Ripples September 2011

September 9th, 2011

The Wild Swans – The Coldest Winter For A Hundred Years

Liverpool, jahrzehntelang traumatisiertes Epizentrum des weitgreifenden industriellen Niedergangs Großbritanniens, mit einer größeren Völkerabwanderung als jede andere Stadt, übt sich seit einiger Zeit in der gigantisch angelegten Stadterneuerung: Shopping Malls anstelle von zugenagelten Innenstadthäusern, Luxusapartments in den lange dahinsiechenden Docks, Museen und Spektakel als Begleitung zu den 800-Jahre– und Kulturhauptstadt 2008 – Feiern, Phönix rückt den Liverbirds aufs Gefieder. Der “Regeneration” fallen aber auch eine halbe Million, zum Teil noch bestens erhaltener Wohnhäuser, die jahrelang leerstanden und zu Spekulationsobjekten wurden, architektonisch stilprägende Kaufhäuser und kulturelle Einrichtungen zum Opfer. Nach Ladenschluss torkeln die Besoffenen und die Obdachlosen nun durch das neue Glitzerparadies und lassen sich dabei vom freundlichen Summen der sich auto-justierenden CCTV-Kameras begleiten.

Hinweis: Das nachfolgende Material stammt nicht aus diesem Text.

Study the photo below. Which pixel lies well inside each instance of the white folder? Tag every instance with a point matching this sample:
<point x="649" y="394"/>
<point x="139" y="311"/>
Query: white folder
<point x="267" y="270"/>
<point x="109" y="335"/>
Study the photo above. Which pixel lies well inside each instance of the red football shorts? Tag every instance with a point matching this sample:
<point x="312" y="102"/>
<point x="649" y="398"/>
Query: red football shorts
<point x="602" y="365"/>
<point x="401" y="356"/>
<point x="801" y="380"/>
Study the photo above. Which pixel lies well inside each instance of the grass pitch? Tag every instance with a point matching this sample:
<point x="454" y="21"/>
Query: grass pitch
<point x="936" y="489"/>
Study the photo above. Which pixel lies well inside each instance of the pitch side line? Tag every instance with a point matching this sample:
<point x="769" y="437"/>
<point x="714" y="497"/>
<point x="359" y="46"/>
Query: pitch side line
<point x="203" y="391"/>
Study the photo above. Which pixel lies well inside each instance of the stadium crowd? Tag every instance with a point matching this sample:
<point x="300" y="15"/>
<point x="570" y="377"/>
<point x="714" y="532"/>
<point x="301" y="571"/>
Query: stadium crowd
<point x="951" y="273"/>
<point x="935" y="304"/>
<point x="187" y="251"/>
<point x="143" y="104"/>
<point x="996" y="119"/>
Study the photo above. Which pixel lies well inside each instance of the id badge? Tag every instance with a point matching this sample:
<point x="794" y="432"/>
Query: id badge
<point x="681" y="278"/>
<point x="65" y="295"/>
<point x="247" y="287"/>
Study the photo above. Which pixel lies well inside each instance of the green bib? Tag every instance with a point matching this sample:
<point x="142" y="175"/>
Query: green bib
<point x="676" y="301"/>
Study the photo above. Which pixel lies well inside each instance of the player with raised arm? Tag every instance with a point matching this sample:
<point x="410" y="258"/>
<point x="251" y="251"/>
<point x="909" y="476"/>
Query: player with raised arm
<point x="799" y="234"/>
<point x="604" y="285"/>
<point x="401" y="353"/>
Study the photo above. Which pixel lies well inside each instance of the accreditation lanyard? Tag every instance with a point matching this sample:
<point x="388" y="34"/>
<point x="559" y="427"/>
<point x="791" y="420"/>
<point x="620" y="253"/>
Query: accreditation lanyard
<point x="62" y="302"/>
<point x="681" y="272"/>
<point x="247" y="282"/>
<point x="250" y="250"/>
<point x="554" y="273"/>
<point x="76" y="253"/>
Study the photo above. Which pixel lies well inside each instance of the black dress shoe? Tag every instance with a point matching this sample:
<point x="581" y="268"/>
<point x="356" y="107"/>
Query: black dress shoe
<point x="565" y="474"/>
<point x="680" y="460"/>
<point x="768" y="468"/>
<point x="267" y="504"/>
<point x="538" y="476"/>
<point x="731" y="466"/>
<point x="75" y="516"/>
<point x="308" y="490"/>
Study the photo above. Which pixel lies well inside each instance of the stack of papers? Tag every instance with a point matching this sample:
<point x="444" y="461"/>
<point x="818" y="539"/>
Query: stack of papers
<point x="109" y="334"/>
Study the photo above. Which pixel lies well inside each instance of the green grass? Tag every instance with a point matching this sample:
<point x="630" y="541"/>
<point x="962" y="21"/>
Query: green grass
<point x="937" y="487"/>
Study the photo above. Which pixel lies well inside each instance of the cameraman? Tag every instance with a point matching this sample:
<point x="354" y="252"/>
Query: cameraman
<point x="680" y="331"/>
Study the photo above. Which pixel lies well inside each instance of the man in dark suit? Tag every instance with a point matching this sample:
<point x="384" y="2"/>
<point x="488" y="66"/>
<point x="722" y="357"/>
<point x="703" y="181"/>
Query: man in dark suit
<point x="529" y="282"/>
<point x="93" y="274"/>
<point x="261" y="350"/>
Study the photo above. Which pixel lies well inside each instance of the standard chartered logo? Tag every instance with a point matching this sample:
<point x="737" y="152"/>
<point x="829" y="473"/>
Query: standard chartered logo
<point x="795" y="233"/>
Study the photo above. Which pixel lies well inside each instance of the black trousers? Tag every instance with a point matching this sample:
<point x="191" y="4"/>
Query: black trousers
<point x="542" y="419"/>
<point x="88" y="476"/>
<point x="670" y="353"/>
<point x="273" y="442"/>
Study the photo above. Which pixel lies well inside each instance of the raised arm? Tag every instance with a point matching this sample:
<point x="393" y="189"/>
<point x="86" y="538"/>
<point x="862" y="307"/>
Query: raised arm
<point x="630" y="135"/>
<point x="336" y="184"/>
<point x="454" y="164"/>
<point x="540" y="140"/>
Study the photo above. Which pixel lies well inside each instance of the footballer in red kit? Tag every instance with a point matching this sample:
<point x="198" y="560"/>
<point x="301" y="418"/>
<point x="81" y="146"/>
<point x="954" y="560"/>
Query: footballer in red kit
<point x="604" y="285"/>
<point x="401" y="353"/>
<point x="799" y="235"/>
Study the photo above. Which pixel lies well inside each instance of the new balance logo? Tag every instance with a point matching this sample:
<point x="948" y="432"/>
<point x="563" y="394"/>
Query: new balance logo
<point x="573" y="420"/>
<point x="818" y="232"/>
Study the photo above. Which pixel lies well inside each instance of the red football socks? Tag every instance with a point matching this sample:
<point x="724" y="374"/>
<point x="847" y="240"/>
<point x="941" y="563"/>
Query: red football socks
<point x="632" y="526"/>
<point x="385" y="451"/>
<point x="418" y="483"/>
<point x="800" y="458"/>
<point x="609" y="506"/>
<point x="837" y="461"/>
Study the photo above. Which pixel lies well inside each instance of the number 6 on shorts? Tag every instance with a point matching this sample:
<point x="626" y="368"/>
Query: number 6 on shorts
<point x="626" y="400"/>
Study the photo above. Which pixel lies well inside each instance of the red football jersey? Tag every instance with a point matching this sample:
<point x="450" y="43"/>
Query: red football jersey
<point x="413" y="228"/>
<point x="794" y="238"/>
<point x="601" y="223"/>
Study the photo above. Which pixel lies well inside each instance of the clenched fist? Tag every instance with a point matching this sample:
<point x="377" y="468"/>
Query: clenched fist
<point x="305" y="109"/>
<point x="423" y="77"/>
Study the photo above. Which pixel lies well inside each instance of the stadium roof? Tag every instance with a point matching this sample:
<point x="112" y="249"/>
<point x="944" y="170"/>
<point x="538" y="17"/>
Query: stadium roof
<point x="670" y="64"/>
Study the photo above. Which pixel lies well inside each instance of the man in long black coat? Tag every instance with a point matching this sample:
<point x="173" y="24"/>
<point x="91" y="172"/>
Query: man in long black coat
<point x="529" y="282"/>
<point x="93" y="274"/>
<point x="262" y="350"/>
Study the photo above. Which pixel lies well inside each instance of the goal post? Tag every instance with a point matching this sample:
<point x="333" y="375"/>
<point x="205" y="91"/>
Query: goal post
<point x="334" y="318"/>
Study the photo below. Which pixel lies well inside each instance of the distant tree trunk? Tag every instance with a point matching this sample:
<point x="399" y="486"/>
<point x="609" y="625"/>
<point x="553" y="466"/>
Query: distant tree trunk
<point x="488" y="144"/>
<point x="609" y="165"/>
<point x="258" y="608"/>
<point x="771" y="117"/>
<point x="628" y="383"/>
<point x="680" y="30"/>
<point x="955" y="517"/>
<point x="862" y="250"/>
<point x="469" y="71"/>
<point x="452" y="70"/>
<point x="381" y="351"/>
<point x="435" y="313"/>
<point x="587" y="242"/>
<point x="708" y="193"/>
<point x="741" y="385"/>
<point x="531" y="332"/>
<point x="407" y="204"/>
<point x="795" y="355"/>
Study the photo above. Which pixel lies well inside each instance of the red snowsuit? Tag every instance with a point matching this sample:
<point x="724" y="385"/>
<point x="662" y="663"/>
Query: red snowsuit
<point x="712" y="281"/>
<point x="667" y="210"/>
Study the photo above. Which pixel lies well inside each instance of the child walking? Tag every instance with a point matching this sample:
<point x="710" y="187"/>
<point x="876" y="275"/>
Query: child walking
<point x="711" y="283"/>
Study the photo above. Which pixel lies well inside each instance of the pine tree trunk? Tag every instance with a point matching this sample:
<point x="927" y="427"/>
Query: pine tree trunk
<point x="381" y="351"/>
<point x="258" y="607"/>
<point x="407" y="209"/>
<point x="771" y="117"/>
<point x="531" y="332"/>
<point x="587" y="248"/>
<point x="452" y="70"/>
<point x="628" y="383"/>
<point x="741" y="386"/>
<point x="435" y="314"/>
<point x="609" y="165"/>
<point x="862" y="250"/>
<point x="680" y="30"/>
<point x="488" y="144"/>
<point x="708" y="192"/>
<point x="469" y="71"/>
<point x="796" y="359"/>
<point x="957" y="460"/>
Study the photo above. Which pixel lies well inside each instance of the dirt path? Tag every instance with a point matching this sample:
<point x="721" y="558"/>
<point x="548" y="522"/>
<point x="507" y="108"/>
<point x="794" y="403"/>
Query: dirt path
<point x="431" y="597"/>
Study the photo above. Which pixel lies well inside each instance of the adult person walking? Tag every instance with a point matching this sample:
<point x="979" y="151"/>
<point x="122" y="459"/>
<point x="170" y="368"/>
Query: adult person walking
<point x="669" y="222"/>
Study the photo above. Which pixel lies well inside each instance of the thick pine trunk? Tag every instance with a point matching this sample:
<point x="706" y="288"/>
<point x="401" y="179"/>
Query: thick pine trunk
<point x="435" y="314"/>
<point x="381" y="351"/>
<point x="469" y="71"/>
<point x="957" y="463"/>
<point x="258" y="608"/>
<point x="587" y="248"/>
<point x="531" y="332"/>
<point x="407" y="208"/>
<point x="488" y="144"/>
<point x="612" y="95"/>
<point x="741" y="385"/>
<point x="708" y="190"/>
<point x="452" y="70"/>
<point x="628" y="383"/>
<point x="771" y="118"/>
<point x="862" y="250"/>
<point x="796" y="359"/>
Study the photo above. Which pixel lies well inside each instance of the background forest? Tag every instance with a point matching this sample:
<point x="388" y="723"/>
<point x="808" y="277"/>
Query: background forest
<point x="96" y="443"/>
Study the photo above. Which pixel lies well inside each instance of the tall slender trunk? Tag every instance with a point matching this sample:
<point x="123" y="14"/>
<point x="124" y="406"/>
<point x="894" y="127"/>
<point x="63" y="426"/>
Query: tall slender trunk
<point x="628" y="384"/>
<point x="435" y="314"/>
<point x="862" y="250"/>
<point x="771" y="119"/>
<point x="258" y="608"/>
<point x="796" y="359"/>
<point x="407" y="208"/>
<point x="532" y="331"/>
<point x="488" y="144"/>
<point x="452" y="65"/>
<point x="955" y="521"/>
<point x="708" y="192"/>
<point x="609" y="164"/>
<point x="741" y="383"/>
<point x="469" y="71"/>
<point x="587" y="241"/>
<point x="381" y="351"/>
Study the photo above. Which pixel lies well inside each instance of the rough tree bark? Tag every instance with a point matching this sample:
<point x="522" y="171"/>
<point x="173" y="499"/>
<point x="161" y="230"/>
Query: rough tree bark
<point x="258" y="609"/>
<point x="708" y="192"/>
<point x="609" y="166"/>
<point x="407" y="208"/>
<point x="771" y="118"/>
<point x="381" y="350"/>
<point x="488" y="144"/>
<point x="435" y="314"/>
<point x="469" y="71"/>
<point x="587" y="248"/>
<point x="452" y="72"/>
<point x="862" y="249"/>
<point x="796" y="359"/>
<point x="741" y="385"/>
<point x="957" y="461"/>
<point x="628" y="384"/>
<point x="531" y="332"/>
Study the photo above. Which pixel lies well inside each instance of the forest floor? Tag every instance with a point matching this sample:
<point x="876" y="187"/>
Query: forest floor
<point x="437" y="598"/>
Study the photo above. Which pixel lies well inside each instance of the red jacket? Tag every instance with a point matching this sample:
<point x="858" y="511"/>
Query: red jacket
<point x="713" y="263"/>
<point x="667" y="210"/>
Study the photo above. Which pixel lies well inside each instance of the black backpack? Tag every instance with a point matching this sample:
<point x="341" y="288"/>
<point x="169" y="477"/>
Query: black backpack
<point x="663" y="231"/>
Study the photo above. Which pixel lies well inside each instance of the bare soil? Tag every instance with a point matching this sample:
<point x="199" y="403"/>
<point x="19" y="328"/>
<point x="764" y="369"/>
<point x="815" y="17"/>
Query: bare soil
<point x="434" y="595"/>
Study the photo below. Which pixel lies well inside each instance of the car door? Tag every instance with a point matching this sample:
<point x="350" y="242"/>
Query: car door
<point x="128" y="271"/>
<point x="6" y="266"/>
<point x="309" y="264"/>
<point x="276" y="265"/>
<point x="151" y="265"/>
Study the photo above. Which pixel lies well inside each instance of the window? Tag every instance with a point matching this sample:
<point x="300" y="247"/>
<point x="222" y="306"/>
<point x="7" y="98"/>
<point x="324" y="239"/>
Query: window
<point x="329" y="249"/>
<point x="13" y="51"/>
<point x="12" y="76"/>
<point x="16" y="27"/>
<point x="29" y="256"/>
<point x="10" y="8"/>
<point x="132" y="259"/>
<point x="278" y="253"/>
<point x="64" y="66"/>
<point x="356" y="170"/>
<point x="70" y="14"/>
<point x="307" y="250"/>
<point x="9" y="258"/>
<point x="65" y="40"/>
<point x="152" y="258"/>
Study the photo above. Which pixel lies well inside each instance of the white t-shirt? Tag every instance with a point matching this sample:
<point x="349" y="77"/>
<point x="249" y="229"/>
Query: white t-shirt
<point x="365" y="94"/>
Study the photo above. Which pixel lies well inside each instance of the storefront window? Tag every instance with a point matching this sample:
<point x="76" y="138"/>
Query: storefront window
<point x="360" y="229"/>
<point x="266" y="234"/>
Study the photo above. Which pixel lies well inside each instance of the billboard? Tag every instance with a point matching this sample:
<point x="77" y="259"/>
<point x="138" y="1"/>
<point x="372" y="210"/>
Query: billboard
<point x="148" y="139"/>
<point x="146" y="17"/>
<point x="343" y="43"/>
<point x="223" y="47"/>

Paul Simpson beklagt die zunehmend velorengehende kulturelle Identität, die sich seit den 1960ern über ein kreatives Außenseitertum definierte, die Stadt prägte und einzigartig dastehen ließ. Diesmal die Demütigungen unfähiger Produzenten vermeidend, ist The Coldest Winter For A Hundred Years nun das stark autobiographisch beinflusste Wild Swans-Album geworden, wie es gedacht und lange angekündigt war. Während der andere große Chronist Liverpools seit den 1980ern Michael Head aus einer stark introspektivistischen Sichtweise abstrakter textet, schreibt Paul Simpson neben persönlichen Stücken über Jugend, familiäre Lebensläufe und Freundschaften auch über die allgemeinen gesellschaftlichen Veränderungen (zum Guten? Zum Schlechten?):  die 80er-Jahre Punkzeit, die Riots, architektonische Verwahrlosung; Texte, die teilweise auch für einen Gedichtband bzw. einer Biographie konzipiert waren. Desperation (‘My town used to fill my head with wonder, yeah / now it fills me with disgust/…And a grimmer time I can’t recall / Like ancient Rome we start to fall/ Like Ringo, John and George and Paul / It’s breathed its last / it’s dead / it’s over now ) und anarchischer Widerstand ( ‘ Once, all this was silver birch / Scots pine and English yew / Hawthorn where Aldi stands / Come now, we can plant anew / And crack wide Tesco’s aisles / With acorns from the ground / Quintillions of sacred atoms cluster and collide’ ) halten sich die Waage und die Musik bewegt sich ebenso zwischen diesen emotionalen Polen, zwischen klassischen Mersey-Beat-Hymnen für die Jetztzeit und zeitlosem Folk, zwischem ironischem Pathos und coolen Understatement.